Il Comitato continuerà a monitorare gli sviluppi e le prospettive economiche. Inoltre la Fed sottolinea che userà gli strumenti a disposizione e agirà come necessario per sostenere l'economia.

Un segnale di tale forza da suscitare reazioni contrastanti sui mercati. L'ultima volta che la Fed ha mosso un passo così deciso e fuori dal programma è stato nelle settimane successive alla caduta di Lehman Brothers. “Quando i mercati guardavano all'abisso", ricorda usando tinte forti, Andrew Mulliner, manager del team di fixed income di Janus Henderson. Il che apre due quesiti per gli investitori: è meglio agire con coraggio o timidamente in questo contesto?
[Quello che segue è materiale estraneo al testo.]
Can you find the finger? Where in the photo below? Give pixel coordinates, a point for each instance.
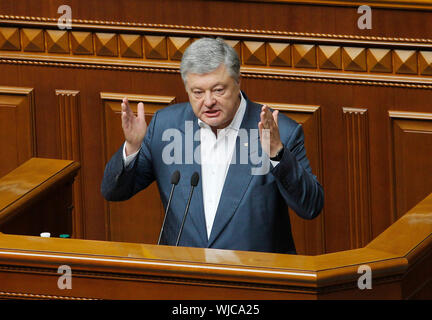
(275, 117)
(125, 107)
(140, 110)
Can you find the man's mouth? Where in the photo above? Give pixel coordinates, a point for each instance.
(212, 113)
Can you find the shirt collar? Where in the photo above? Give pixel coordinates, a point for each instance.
(238, 117)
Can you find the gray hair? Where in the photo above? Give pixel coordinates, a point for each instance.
(206, 55)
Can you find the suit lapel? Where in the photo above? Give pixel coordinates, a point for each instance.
(239, 175)
(196, 209)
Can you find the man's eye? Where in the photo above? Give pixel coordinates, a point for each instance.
(219, 91)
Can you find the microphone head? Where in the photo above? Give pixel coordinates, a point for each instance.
(175, 177)
(194, 179)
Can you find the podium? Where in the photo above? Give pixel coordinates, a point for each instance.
(395, 265)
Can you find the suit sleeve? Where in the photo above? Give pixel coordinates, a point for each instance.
(299, 187)
(120, 183)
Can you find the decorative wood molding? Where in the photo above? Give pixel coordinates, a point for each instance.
(70, 149)
(358, 175)
(17, 125)
(395, 4)
(411, 133)
(264, 54)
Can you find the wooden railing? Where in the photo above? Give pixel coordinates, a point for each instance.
(37, 197)
(395, 265)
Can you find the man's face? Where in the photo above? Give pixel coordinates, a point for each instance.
(214, 96)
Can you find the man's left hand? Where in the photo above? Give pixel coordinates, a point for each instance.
(270, 140)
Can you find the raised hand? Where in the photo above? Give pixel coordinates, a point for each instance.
(134, 127)
(270, 138)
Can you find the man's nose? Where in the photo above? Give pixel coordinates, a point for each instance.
(208, 99)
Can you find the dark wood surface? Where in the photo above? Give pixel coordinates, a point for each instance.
(363, 97)
(399, 259)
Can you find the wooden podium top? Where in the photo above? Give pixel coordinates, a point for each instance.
(399, 260)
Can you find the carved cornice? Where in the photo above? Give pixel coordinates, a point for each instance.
(346, 59)
(392, 4)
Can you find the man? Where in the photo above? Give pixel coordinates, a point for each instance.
(233, 206)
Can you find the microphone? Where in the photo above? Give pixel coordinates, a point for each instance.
(174, 181)
(194, 182)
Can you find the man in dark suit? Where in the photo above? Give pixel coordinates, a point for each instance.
(251, 160)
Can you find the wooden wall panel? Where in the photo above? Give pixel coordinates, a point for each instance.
(358, 173)
(322, 69)
(412, 161)
(17, 136)
(134, 220)
(70, 149)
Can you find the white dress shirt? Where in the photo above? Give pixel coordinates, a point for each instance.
(216, 154)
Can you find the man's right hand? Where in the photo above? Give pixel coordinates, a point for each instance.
(134, 127)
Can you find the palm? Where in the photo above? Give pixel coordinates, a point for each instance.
(134, 127)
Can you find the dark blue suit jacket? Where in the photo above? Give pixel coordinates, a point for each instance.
(252, 213)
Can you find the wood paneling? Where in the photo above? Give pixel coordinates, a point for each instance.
(412, 161)
(358, 173)
(309, 60)
(134, 220)
(70, 149)
(18, 139)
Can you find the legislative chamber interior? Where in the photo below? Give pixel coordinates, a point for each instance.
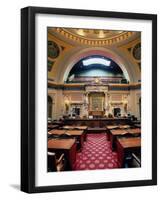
(93, 100)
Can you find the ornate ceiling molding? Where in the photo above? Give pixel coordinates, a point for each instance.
(110, 39)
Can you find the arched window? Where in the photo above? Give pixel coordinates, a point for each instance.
(49, 107)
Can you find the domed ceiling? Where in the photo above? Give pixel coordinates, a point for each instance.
(94, 37)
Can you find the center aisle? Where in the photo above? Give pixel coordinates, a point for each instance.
(96, 154)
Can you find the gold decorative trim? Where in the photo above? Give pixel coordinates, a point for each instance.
(95, 42)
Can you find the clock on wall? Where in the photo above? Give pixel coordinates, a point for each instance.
(137, 51)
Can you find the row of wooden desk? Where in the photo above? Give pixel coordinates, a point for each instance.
(125, 140)
(67, 146)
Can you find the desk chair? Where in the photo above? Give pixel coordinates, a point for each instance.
(54, 163)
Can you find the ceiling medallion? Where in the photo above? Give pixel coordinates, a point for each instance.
(95, 37)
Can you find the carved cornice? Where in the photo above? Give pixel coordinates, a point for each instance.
(124, 35)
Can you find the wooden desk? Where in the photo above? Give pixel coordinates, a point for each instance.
(134, 131)
(122, 132)
(70, 127)
(56, 131)
(66, 146)
(78, 134)
(127, 146)
(99, 122)
(74, 132)
(124, 126)
(51, 126)
(113, 134)
(110, 127)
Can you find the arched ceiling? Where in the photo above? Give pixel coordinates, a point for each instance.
(92, 37)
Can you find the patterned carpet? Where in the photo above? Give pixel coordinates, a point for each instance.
(96, 154)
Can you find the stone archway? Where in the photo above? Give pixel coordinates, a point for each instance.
(74, 57)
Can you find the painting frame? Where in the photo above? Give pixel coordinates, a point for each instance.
(28, 91)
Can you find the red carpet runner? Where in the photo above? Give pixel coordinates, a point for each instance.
(96, 154)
E allo stesso tempo, quanto le cose potranno andare male?

Anna Stupnytska, head of Global Macro di Fidelity International ravvisa una mancanza di concertazione tra l’intervento della Fed e i Governi mondiali nel fronteggiare la crisi: “le banche centrali non dovrebbero agire in modo isolato e i governi dovrebbero intervenire con misure fiscali tempestive e ben progettate”, afferma. È dello stesso avviso James McCann, senior global economist di Aberdeen Standard Investments: “Agendo ora, la Fed rischia di dare ai governi tutte le scuse di cui hanno bisogno per restare con le mani in mano", dichiara.
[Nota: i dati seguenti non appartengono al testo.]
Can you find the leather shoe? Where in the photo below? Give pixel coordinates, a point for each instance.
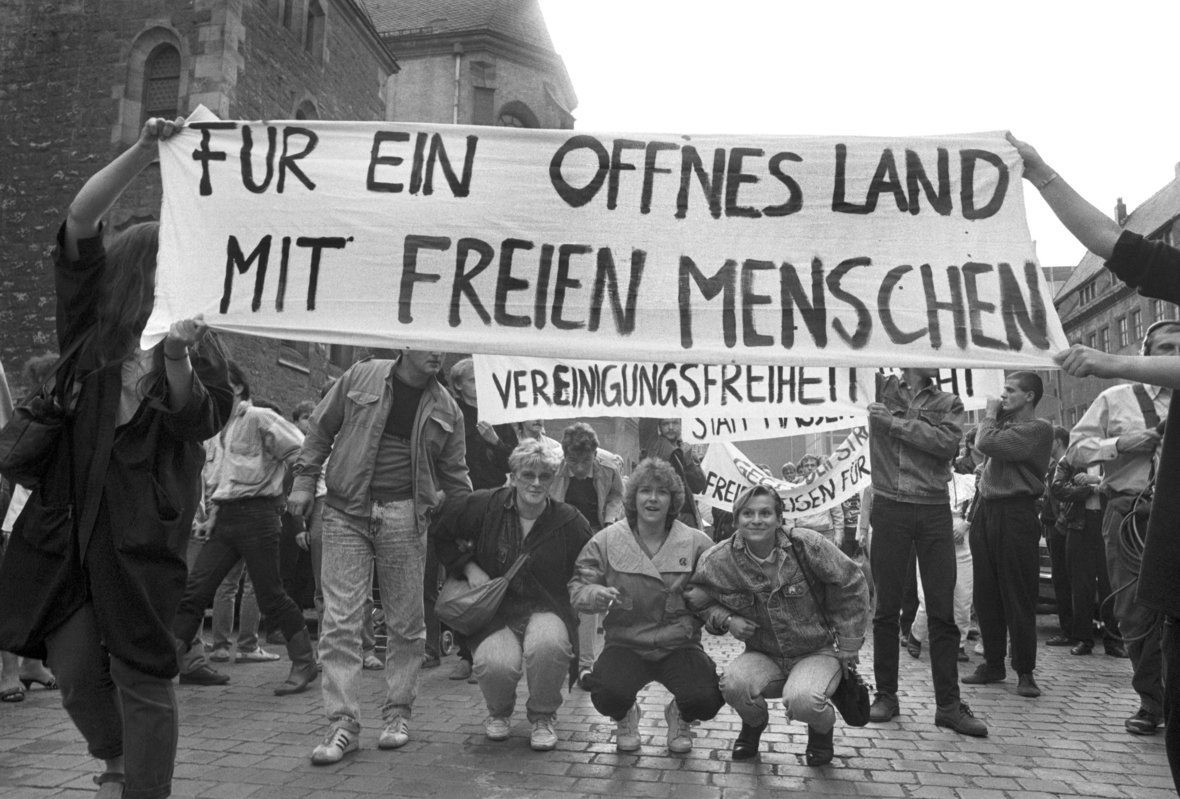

Simile il parere di Silvia Dall’Angelo, senior economist di Federated Hermes secondo cui una mossa così brusca lascia intendere che il panico abbia raggiunto le stanze dei bottoni della Banca centrale statunitense, per lo più “gettando un'ombra sulla sua amata indipendenza”, afferma.

Dubbi sulla tempistica sono espressi anche da Keith Wade, chief economist and strategist di Schroders. "Di certo la situazione può peggiorare e ci aspettiamo che l’attività risulti stagnante nel primo trimestre, ma credevamo che avremmo dovuto assistere a più conferme su questo fronte prima di vedere la Fed in azione", afferma. "Muovendosi ora", specifica però, "la Fed ha segnalato che offrirà supporto all’economia qualunque cosa accada”.